I have been knitting for about 10 months now and I’ll admit it, I’m convert. It’s fun. And yarn, how can you not love all the pretty yarn out there?
You know what I do not love? The price of yarn. Especially all those amazing skeins that people painted by hand. I’m sure once I’ve been knitting for a bit longer and I don’t screw up so much I will be much more willing to spend money on quality hand-painted yarn. In the meantime, being the overly ambitious DIYer that I am, I started to wonder: Could I make my own?
Yes. Yes I can.
And it’s so much fun!
I found so many tutorials online, but decided that I would go to the Kool-Aid route to keep it nice and cheap. We followed this Knitty tutorial but we could only find the liquid squirt bottles of Kool-Aid, not the envelopes of powder. Armed with these, some crystal light and some food colouring we laid out all the yarn on the grass and started squirting haphazardly.

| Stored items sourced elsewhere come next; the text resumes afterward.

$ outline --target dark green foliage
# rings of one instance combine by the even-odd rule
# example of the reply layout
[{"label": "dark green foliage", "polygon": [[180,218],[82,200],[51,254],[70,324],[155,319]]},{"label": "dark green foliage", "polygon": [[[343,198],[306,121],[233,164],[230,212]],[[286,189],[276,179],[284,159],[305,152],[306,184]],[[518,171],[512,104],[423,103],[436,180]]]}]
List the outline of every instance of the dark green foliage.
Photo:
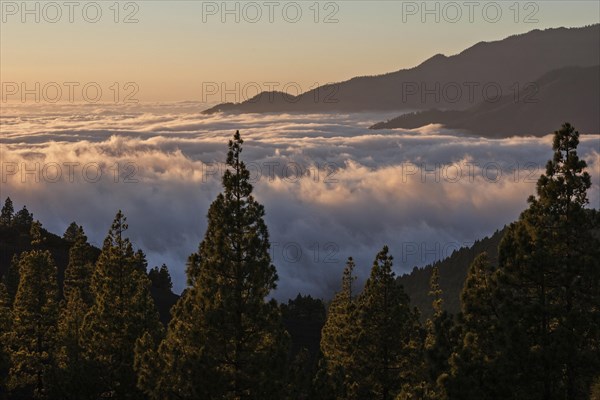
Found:
[{"label": "dark green foliage", "polygon": [[94,303],[84,321],[86,353],[95,366],[97,395],[140,398],[133,371],[133,348],[138,338],[161,334],[150,296],[150,281],[140,271],[140,258],[128,238],[126,218],[119,211],[91,280]]},{"label": "dark green foliage", "polygon": [[239,132],[229,142],[224,192],[210,206],[204,240],[190,257],[193,286],[175,306],[157,352],[149,340],[138,344],[136,365],[149,377],[140,378],[140,388],[152,398],[281,398],[287,335],[276,303],[265,300],[277,274],[264,208],[240,160],[242,143]]},{"label": "dark green foliage", "polygon": [[301,349],[288,361],[283,400],[308,400],[313,396],[314,363],[307,349]]},{"label": "dark green foliage", "polygon": [[98,258],[77,224],[57,237],[7,199],[1,400],[600,400],[600,213],[585,208],[590,177],[570,125],[505,232],[400,279],[384,247],[356,293],[350,258],[327,313],[311,296],[268,301],[277,274],[242,143],[236,133],[229,144],[166,335],[153,298],[166,324],[169,271],[146,272],[121,212]]},{"label": "dark green foliage", "polygon": [[[141,338],[135,342],[134,350],[134,369],[137,373],[137,386],[143,391],[148,392],[148,388],[153,388],[156,393],[164,393],[165,389],[162,385],[161,377],[164,371],[162,367],[166,364],[158,357],[155,340],[149,332],[146,332]],[[159,399],[162,395],[154,395],[148,393],[149,398]],[[164,399],[179,398],[165,394]]]},{"label": "dark green foliage", "polygon": [[311,295],[303,296],[298,293],[294,300],[288,300],[287,304],[281,304],[281,313],[285,318],[298,319],[302,321],[325,322],[325,304],[321,299],[315,299]]},{"label": "dark green foliage", "polygon": [[415,267],[410,274],[404,274],[398,278],[404,286],[404,290],[410,296],[411,304],[421,311],[424,318],[423,322],[433,315],[431,298],[428,296],[433,268],[437,267],[439,270],[439,284],[443,292],[444,309],[451,314],[458,314],[461,310],[460,294],[467,277],[469,265],[479,254],[487,252],[492,265],[497,266],[498,246],[504,232],[505,229],[496,231],[489,238],[475,241],[470,247],[465,246],[453,251],[448,258],[423,268]]},{"label": "dark green foliage", "polygon": [[71,222],[63,234],[63,239],[67,242],[74,242],[80,229],[82,229],[82,227],[77,225],[76,222]]},{"label": "dark green foliage", "polygon": [[500,246],[501,352],[515,398],[583,398],[600,370],[600,243],[578,143],[569,124],[555,132],[537,197]]},{"label": "dark green foliage", "polygon": [[135,268],[144,275],[148,273],[148,260],[142,249],[135,252]]},{"label": "dark green foliage", "polygon": [[[49,250],[53,258],[57,260],[59,293],[62,292],[60,289],[63,285],[65,293],[64,299],[60,303],[56,346],[50,353],[54,364],[47,379],[48,396],[78,400],[96,399],[97,393],[94,390],[98,366],[93,368],[94,365],[88,363],[88,361],[93,361],[93,357],[88,360],[90,353],[86,348],[87,341],[82,336],[81,324],[82,319],[89,312],[89,306],[93,303],[90,289],[91,273],[100,251],[87,243],[83,230],[78,233],[78,235],[80,234],[79,239],[75,242],[68,242],[49,233],[41,226],[37,231],[45,240],[40,244],[32,245],[32,242],[36,242],[32,233],[38,234],[33,228],[34,224],[29,227],[15,224],[12,226],[0,225],[0,274],[3,275],[2,282],[10,288],[5,291],[7,292],[6,302],[14,301],[19,287],[19,255],[32,249]],[[78,227],[79,230],[80,227]],[[13,259],[12,263],[11,259]],[[4,291],[4,289],[2,290]],[[74,295],[74,292],[77,292],[77,295]],[[170,318],[170,305],[175,303],[178,296],[170,290],[153,293],[153,295],[156,295],[160,303],[166,323]],[[6,311],[12,314],[10,304]],[[0,314],[6,315],[4,307],[0,310]],[[0,317],[0,319],[2,318]],[[12,317],[10,319],[12,321]],[[11,332],[8,333],[9,336],[12,335]],[[8,346],[9,338],[5,339],[2,339],[0,343]],[[132,349],[133,346],[129,351],[132,352]],[[6,378],[8,378],[6,368],[10,367],[8,349],[4,355],[6,357],[2,358],[2,351],[0,351],[0,381],[5,378],[3,382],[0,382],[0,399],[3,399],[6,394]],[[18,390],[15,389],[11,398],[18,398],[19,395]],[[21,395],[28,396],[23,390]]]},{"label": "dark green foliage", "polygon": [[3,278],[3,283],[6,286],[6,293],[8,296],[8,302],[12,307],[12,304],[15,301],[15,297],[17,296],[17,290],[19,289],[19,257],[17,255],[13,255],[13,258],[8,267],[8,271]]},{"label": "dark green foliage", "polygon": [[7,197],[4,201],[4,206],[2,206],[2,211],[0,212],[0,224],[9,226],[12,223],[14,214],[15,209],[13,202],[10,197]]},{"label": "dark green foliage", "polygon": [[469,267],[461,294],[461,341],[450,357],[451,372],[445,385],[451,399],[507,398],[512,390],[502,378],[510,371],[497,367],[499,327],[494,271],[487,253],[479,255]]},{"label": "dark green foliage", "polygon": [[450,367],[448,360],[457,345],[458,333],[454,318],[444,310],[442,290],[439,284],[438,267],[431,275],[433,297],[433,316],[427,320],[427,338],[425,340],[425,362],[429,375],[429,398],[446,399],[444,382],[448,379]]},{"label": "dark green foliage", "polygon": [[470,268],[450,398],[589,397],[600,370],[600,243],[578,136],[569,124],[555,132],[554,157],[508,227],[498,268],[486,255]]},{"label": "dark green foliage", "polygon": [[313,378],[317,372],[321,330],[325,324],[325,304],[312,296],[298,294],[281,304],[283,325],[291,336],[284,398],[315,399]]},{"label": "dark green foliage", "polygon": [[66,293],[58,322],[57,385],[55,392],[66,399],[93,398],[96,372],[86,355],[84,321],[90,304],[79,287]]},{"label": "dark green foliage", "polygon": [[44,229],[42,229],[42,223],[40,221],[36,220],[31,223],[29,236],[31,236],[31,246],[40,248],[45,244],[46,235]]},{"label": "dark green foliage", "polygon": [[[334,372],[332,374],[332,371]],[[334,369],[328,365],[327,359],[320,355],[317,369],[312,381],[313,399],[336,400],[341,398],[345,390],[345,377],[339,368]]]},{"label": "dark green foliage", "polygon": [[600,400],[600,376],[596,378],[590,389],[590,400]]},{"label": "dark green foliage", "polygon": [[148,278],[151,282],[150,291],[160,314],[160,321],[164,326],[167,326],[171,320],[171,308],[179,299],[179,296],[172,292],[171,274],[167,266],[163,264],[160,269],[158,267],[152,268],[148,272]]},{"label": "dark green foliage", "polygon": [[135,347],[138,387],[151,399],[203,398],[206,372],[199,357],[193,288],[186,289],[171,310],[166,338],[157,343],[150,335]]},{"label": "dark green foliage", "polygon": [[23,206],[23,208],[14,215],[12,223],[14,226],[29,229],[33,223],[33,214],[27,210],[26,206]]},{"label": "dark green foliage", "polygon": [[171,280],[171,274],[169,274],[169,268],[163,264],[160,269],[154,267],[148,272],[148,278],[152,282],[152,287],[158,289],[173,289],[173,281]]},{"label": "dark green foliage", "polygon": [[421,348],[418,314],[395,278],[387,246],[377,254],[357,299],[356,325],[352,398],[395,399],[404,386],[422,381],[415,365]]},{"label": "dark green foliage", "polygon": [[94,271],[95,257],[92,247],[87,242],[87,236],[83,231],[83,227],[77,227],[77,231],[73,233],[73,238],[70,243],[69,264],[65,269],[63,282],[64,297],[65,299],[68,299],[70,292],[77,290],[77,296],[80,297],[85,304],[91,306],[93,303],[91,279],[92,272]]},{"label": "dark green foliage", "polygon": [[198,253],[190,254],[186,263],[185,272],[188,286],[196,285],[196,282],[200,277],[200,255]]},{"label": "dark green foliage", "polygon": [[[14,256],[18,258],[21,253],[30,250],[48,250],[51,252],[57,266],[59,290],[62,292],[64,272],[69,262],[69,249],[72,243],[39,226],[43,242],[32,244],[32,241],[35,242],[36,240],[31,236],[31,228],[31,224],[29,226],[17,226],[15,224],[5,226],[0,224],[0,275],[3,276],[2,279],[6,278]],[[91,248],[91,252],[94,260],[100,254],[100,250],[95,247]]]},{"label": "dark green foliage", "polygon": [[336,293],[327,310],[327,320],[321,336],[322,386],[330,386],[333,390],[333,398],[336,399],[348,398],[354,384],[353,374],[356,370],[354,351],[358,340],[358,327],[356,294],[352,291],[352,285],[356,280],[353,275],[354,268],[354,261],[350,257],[344,268],[342,288]]},{"label": "dark green foliage", "polygon": [[312,367],[316,367],[319,355],[321,330],[325,324],[325,304],[312,296],[298,294],[294,300],[281,304],[281,319],[291,336],[291,357],[308,351]]},{"label": "dark green foliage", "polygon": [[19,259],[19,289],[13,305],[8,387],[14,398],[48,398],[55,367],[58,285],[49,252]]},{"label": "dark green foliage", "polygon": [[6,286],[0,282],[0,399],[7,394],[7,378],[10,368],[9,348],[12,332],[12,309]]},{"label": "dark green foliage", "polygon": [[[16,293],[17,286],[19,284],[18,274],[14,274],[14,272],[16,272],[17,269],[13,268],[12,271],[9,271],[11,260],[15,255],[18,259],[18,256],[22,252],[30,251],[33,249],[49,250],[52,253],[52,258],[55,261],[55,264],[58,268],[58,285],[59,290],[62,293],[65,272],[67,269],[67,265],[69,264],[69,252],[70,249],[73,247],[73,242],[67,241],[63,237],[50,233],[42,228],[41,230],[45,238],[44,243],[41,246],[32,246],[30,228],[31,226],[15,226],[14,224],[12,226],[5,226],[0,224],[0,280],[5,281],[7,278],[11,279],[7,275],[12,275],[14,281],[14,290],[11,290],[11,298],[14,298],[14,294]],[[100,249],[92,245],[89,245],[88,249],[90,252],[90,260],[92,264],[95,264],[100,254]],[[11,285],[7,283],[7,286]],[[156,302],[156,305],[159,308],[161,320],[165,324],[167,324],[170,320],[169,310],[172,307],[172,305],[175,304],[179,296],[177,296],[170,290],[155,290],[155,288],[151,288],[151,292]]]},{"label": "dark green foliage", "polygon": [[55,391],[67,399],[86,399],[93,397],[95,387],[90,384],[94,372],[86,358],[84,342],[85,316],[94,303],[90,287],[94,257],[81,226],[75,225],[70,235],[69,264],[65,270],[64,300],[58,324],[59,370]]}]

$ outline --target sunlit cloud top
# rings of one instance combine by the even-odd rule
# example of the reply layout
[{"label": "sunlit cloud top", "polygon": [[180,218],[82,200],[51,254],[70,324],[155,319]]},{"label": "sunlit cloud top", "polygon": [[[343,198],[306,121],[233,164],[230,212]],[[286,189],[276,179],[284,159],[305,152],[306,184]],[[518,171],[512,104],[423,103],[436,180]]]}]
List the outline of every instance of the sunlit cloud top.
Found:
[{"label": "sunlit cloud top", "polygon": [[[122,209],[151,266],[185,261],[221,190],[236,129],[265,205],[276,296],[329,296],[352,256],[364,279],[384,244],[397,273],[449,256],[514,221],[552,155],[550,135],[475,138],[429,125],[369,130],[385,114],[202,115],[193,104],[6,107],[2,196],[51,231],[75,220],[100,245]],[[576,121],[572,121],[577,127]],[[557,127],[558,129],[559,127]],[[600,205],[598,135],[581,138]]]}]

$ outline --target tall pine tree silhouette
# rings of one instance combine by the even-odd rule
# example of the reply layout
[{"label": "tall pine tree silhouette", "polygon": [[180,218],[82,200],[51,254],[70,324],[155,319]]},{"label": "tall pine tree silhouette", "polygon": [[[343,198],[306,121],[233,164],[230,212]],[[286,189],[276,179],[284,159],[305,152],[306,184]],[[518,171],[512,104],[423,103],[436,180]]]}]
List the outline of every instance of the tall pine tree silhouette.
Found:
[{"label": "tall pine tree silhouette", "polygon": [[[150,281],[125,237],[127,228],[119,211],[92,275],[94,303],[85,317],[84,340],[96,372],[88,378],[97,395],[135,399],[142,398],[133,370],[135,343],[145,333],[158,338],[162,326],[150,296]],[[80,297],[73,299],[74,308],[84,304]]]},{"label": "tall pine tree silhouette", "polygon": [[4,283],[0,282],[0,399],[7,396],[7,378],[10,368],[8,344],[12,332],[12,309],[8,291]]},{"label": "tall pine tree silhouette", "polygon": [[433,267],[429,286],[429,295],[433,297],[433,316],[426,323],[425,362],[430,382],[428,394],[430,399],[444,400],[447,394],[443,382],[450,372],[448,359],[457,345],[458,338],[454,318],[444,310],[440,271],[437,266]]},{"label": "tall pine tree silhouette", "polygon": [[14,398],[49,398],[58,320],[57,269],[48,251],[19,259],[20,281],[9,338],[9,389]]},{"label": "tall pine tree silhouette", "polygon": [[[377,254],[371,275],[358,297],[358,340],[354,351],[359,369],[352,398],[395,399],[403,387],[422,381],[419,368],[418,315],[392,271],[387,246]],[[418,376],[415,376],[418,373]]]},{"label": "tall pine tree silhouette", "polygon": [[512,391],[505,384],[511,371],[498,365],[502,338],[494,272],[487,253],[478,255],[469,266],[460,296],[461,340],[449,359],[450,376],[445,385],[451,399],[509,398]]},{"label": "tall pine tree silhouette", "polygon": [[578,144],[570,124],[555,132],[537,197],[500,245],[496,295],[515,398],[585,398],[600,369],[600,243]]},{"label": "tall pine tree silhouette", "polygon": [[321,333],[321,374],[335,399],[347,399],[354,384],[354,350],[357,344],[356,294],[352,286],[356,277],[352,257],[348,258],[342,276],[342,288],[327,310],[327,320]]},{"label": "tall pine tree silhouette", "polygon": [[[85,357],[84,320],[94,303],[91,278],[94,270],[91,246],[81,226],[69,226],[71,248],[63,282],[64,300],[58,321],[59,371],[56,392],[65,398],[86,399],[93,396],[89,377],[95,373]],[[66,235],[65,235],[66,236]]]},{"label": "tall pine tree silhouette", "polygon": [[277,273],[242,143],[239,132],[229,142],[223,193],[190,256],[193,286],[175,306],[157,353],[148,337],[138,345],[140,386],[152,398],[281,398],[288,339],[275,301],[267,301]]},{"label": "tall pine tree silhouette", "polygon": [[10,197],[7,197],[4,201],[4,206],[0,211],[0,224],[10,226],[12,224],[13,217],[15,215],[15,208]]}]

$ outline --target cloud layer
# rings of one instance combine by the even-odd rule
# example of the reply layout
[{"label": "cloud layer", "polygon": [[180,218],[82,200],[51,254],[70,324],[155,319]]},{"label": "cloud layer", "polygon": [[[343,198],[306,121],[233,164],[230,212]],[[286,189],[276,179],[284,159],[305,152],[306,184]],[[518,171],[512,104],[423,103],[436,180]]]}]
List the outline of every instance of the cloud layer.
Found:
[{"label": "cloud layer", "polygon": [[[266,208],[280,275],[275,296],[327,298],[348,256],[364,279],[388,244],[396,272],[408,272],[515,220],[551,157],[550,135],[490,140],[435,125],[367,129],[388,114],[200,110],[195,103],[3,106],[1,195],[26,204],[51,231],[77,221],[96,245],[122,209],[134,245],[151,266],[166,263],[180,291],[220,191],[227,141],[239,129]],[[599,139],[583,136],[579,148],[595,207]]]}]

The colours were definitely not as vivid as shown in the tutorial, but I think this was due to the Kool-Aid we used, also because of all the sugar the grass became VERY sticky.
We tried setting the dye of one skein using the bowl of water in the microwave method, but all the colours started to run and bleed together (and it smelt really, really bad). For the rest of the skeins I used a pot of boiling water and my steamer basket. After they cooled I rinsed them until the water was clear (luckily no colour bleed) and then hung them to dry
They looked so pretty on the drying rack…but tangled…so very tangled. It took FOREVER to get them all wound into neat little balls, but Daytona helped
We used Bare yarn from KnitPicks in a few different weights (DK, Bulky, Worsted & Aran). My favourite of all of them is definitely the bulky.
All in all, I will definitely be trying this again, but with the sugar-free Kool-Aid powder AND I will be much more careful when laying out and moving the yarn to prevent as many tangles as possible! Now I just need to figure out what to knit with my pretty new hand-painted yarn!